An influential model for semantic representation is the 5W1H framework, widely adopted in journalism and adapted for mobility analysis. This model characterizes trajectories through six dimensions: Who, representing the identifier of the moving object; Where, indicating the spatial location; When, specifying the temporal marker; What, describing the activity or object involved; Why, reflecting the purpose of the movement; and How, denoting the mode of transportation or movement pattern, such as either solitary or group-based behavior [25].

Research works such as Baquara [7] and CONSTAnT [26] have operationalized the 5W1H model to semantically represent mobility data. Baquara provides a framework for trajectory enrichment through ontological annotations, whereas CONSTAnT introduces a conceptual model that leverages classes, relationships, and semantic attributes (e.g., context, mobile object properties, and domain-specific events) to facilitate rich semantic interpretation and advanced mobility analysis.

MASTER [8] proposes a generic conceptual model that extends beyond 5W1H by representing multiple aspects of trajectories using RDF graphs. In this model, an aspect is any real-world fact relevant to interpreting movement behavior. Despite their expressiveness, these models operate within the paradigm of MODs and are not inherently designed for TDW.

Initial work on TDWs, such as that by Leonardi et al. [27,28], focused on spatial and temporal formalization of trajectory data. These models aimed to compute aggregate measures efficiently and leverage visualization for behavioral pattern analysis, without incorporating semantic annotations. Mob-Warehouse [13] constituted a significant advancement by proposing a conceptual model for semantic trajectory data warehouses (STrDWs) grounded in the 5W1H framework, in which the fact table incorporates two primary measures: the duration and the displacement distance between trajectory points.
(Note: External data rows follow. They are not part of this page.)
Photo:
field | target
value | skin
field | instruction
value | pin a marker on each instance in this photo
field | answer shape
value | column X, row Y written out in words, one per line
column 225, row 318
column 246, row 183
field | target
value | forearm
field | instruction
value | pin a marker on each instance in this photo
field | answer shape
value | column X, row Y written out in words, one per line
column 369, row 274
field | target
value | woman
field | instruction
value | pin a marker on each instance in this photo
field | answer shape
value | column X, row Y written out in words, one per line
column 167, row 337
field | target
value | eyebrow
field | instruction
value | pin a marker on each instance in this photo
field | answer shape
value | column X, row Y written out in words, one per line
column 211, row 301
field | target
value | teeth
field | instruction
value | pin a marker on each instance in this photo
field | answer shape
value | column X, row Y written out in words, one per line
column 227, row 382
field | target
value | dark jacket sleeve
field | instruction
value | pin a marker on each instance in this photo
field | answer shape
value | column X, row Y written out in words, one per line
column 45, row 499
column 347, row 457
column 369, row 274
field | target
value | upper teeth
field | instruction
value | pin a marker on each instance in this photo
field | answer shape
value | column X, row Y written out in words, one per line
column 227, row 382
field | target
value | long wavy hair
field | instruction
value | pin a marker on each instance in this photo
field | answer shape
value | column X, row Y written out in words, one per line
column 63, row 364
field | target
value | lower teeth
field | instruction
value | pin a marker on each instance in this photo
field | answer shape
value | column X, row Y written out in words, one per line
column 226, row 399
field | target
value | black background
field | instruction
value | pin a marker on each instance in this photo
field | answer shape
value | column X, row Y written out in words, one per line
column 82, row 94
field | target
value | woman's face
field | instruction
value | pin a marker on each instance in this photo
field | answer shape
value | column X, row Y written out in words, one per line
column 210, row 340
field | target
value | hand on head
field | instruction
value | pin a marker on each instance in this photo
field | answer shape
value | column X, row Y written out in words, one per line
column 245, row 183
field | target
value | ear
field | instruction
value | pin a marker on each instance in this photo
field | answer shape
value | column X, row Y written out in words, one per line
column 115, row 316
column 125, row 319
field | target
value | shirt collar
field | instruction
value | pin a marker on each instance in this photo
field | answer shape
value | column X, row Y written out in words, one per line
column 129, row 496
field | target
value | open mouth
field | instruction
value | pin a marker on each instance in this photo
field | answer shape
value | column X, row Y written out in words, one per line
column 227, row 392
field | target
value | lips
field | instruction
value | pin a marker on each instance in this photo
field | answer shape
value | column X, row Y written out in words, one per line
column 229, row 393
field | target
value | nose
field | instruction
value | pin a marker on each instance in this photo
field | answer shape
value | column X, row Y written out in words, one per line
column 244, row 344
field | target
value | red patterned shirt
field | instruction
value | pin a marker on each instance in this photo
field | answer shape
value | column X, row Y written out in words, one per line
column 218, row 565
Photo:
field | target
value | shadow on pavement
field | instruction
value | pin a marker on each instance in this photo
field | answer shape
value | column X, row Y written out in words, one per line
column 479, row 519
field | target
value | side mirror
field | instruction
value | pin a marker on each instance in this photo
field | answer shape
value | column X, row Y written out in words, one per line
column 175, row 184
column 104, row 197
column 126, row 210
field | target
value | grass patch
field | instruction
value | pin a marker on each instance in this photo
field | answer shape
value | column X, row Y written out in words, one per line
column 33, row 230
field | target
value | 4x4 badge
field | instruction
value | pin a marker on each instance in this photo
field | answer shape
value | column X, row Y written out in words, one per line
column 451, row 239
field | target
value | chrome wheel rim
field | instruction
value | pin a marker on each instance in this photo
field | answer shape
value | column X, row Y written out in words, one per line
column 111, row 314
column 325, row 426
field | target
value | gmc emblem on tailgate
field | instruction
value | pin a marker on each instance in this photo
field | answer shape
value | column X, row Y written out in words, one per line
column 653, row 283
Manaa and Akaichi [29] introduced a global ontology-based framework for the design, integration, and analysis of semantic trajectory data in a DW environment. Their approach supports the creation of a multidimensional ontology, encompassing dimensions, facts, and measures, to consolidate heterogeneous data sources. Similarly, Fileto et al. [2] extended Mob-Warehouse by incorporating semantic data harvested from Twitter, Foursquare, and LinkedGeoData.

Recent advancements further explore semantic trajectory modeling and querying. Wu et al. [30] propose a composite similarity metric integrating spatial, temporal, and semantic dimensions using WordNet for keyword-based queries. Sun et al. [31] introduce ST-LSTM, a deep learning model that predicts future locations by learning embeddings of semantic place attributes and user behavior. Almeida et al. [32] present SETHE, a text-based trajectory similarity framework leveraging vector space models for POIs, outperforming traditional SPARQL-based querying. Garani et al. [33] propose S-TrODW, a logical data warehouse model employing nested object-relational tables to represent trajectory segments. Luo et al. [34] utilize large language models (LLMs) to infer fine-grained semantics from raw GPS data, such as user occupation and movement narratives. Seep [35] applies extended finite state machines (EFSMs) for modeling semantic trajectory patterns, incorporating k-means clustering to discover semantically coherent trajectory groups. Pugliese et al. [36,37,38] propose tools such as MAT-Builder for trajectory enrichment and MAT-Sum for summarizing contextual information from raw mobility data to enhance trajectory representation. These tools support diverse use cases, including mobility behavior classification and routine pattern recognition. Hamann & Hagen [39] develop an unsupervised machine learning approach for inferring trip purposes from unlabeled GPS trajectories, enabling scalable mobility analysis without manual annotations.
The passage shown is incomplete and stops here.